To evaluate the performance of the various approaches we conduct a simulation study. The results for Gaussian B are presented here, and the results for binary B and other scenarios are presented in the Supplementary Materials Appendix E. The simulation scenario has three predicting variables, X₁, X₂ and B and the sample size of each dataset is 55. Five hundred replicate datasets are generated. Y_i is Bernoulli distributed with logit(Pr(Y_i = 1|X_i1, X_i2, B_i)) = 2 + 3X_i1 + 3X_i2 + 2B_i. X_i1, X_i2 are independently and identically distributed on U(−0.75, 0.25) and B_i is simulated as B_i = 0.5X_i1 + 0.5X_i2 +N(0, 0.75²).
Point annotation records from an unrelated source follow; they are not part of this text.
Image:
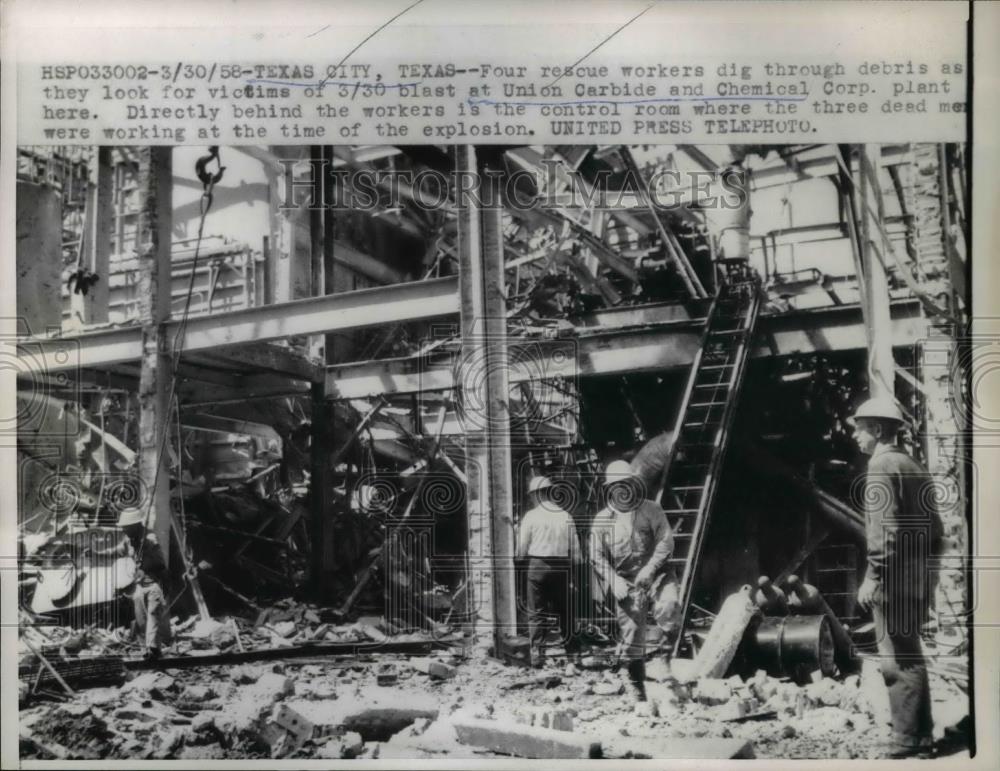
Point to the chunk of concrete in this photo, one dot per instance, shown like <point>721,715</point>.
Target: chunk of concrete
<point>350,745</point>
<point>525,741</point>
<point>712,691</point>
<point>440,671</point>
<point>734,709</point>
<point>658,670</point>
<point>707,748</point>
<point>381,712</point>
<point>310,719</point>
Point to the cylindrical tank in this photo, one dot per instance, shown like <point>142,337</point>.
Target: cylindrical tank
<point>793,646</point>
<point>805,598</point>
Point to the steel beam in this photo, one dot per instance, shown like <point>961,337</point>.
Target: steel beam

A logistic regression based on a large dataset of 10000 subjects gives estimates for the model logit(Pr(Y = 1|X)) = β₀+ β₁X₁+ β₂X₂. The estimates and standard errors from this fit are ${\bar{β}}_{0} = 1.50$ , ${\bar{S}}_{0} = 0.04$ , ${\bar{β}}_{1} = 2.95$ , ${\bar{S}}_{1} = 0.09$ , ${\bar{β}}_{2} = 3.01$ , ${\bar{S}}_{2} = 0.09$ .

We report three evaluation metrics related to estimation accuracy: the average of estimated coefficient, relative efficiency of estimated coefficient and mean squared error across 500 replicates. The average of the estimated coefficients is defined as: ${\bar{γ}}_{j} = \frac{1}{500} \sum_{m = 1}^{500} {\hat{γ}}_{m, j}$ ; the relative efficiency of the estimated coefficients is defined as: $\frac{V ({\hat{γ}}_{j, direct})}{V ({\hat{γ}}_{j ,method})}$ where $V ({\hat{γ}}_{j}_{,direct}) = \frac{1}{500} \sum_{m = 1}^{500} {({\hat{γ}}_{m, j} - {\bar{γ}}_{j})}^{2}$ estimated by direct regression; the MSE of the estimated coefficients is defined as: $\frac{1}{500} \sum_{m = 1}^{500} {({\hat{γ}}_{m, j} - γ_{j})}^{2}$ , j =1, …, p+1.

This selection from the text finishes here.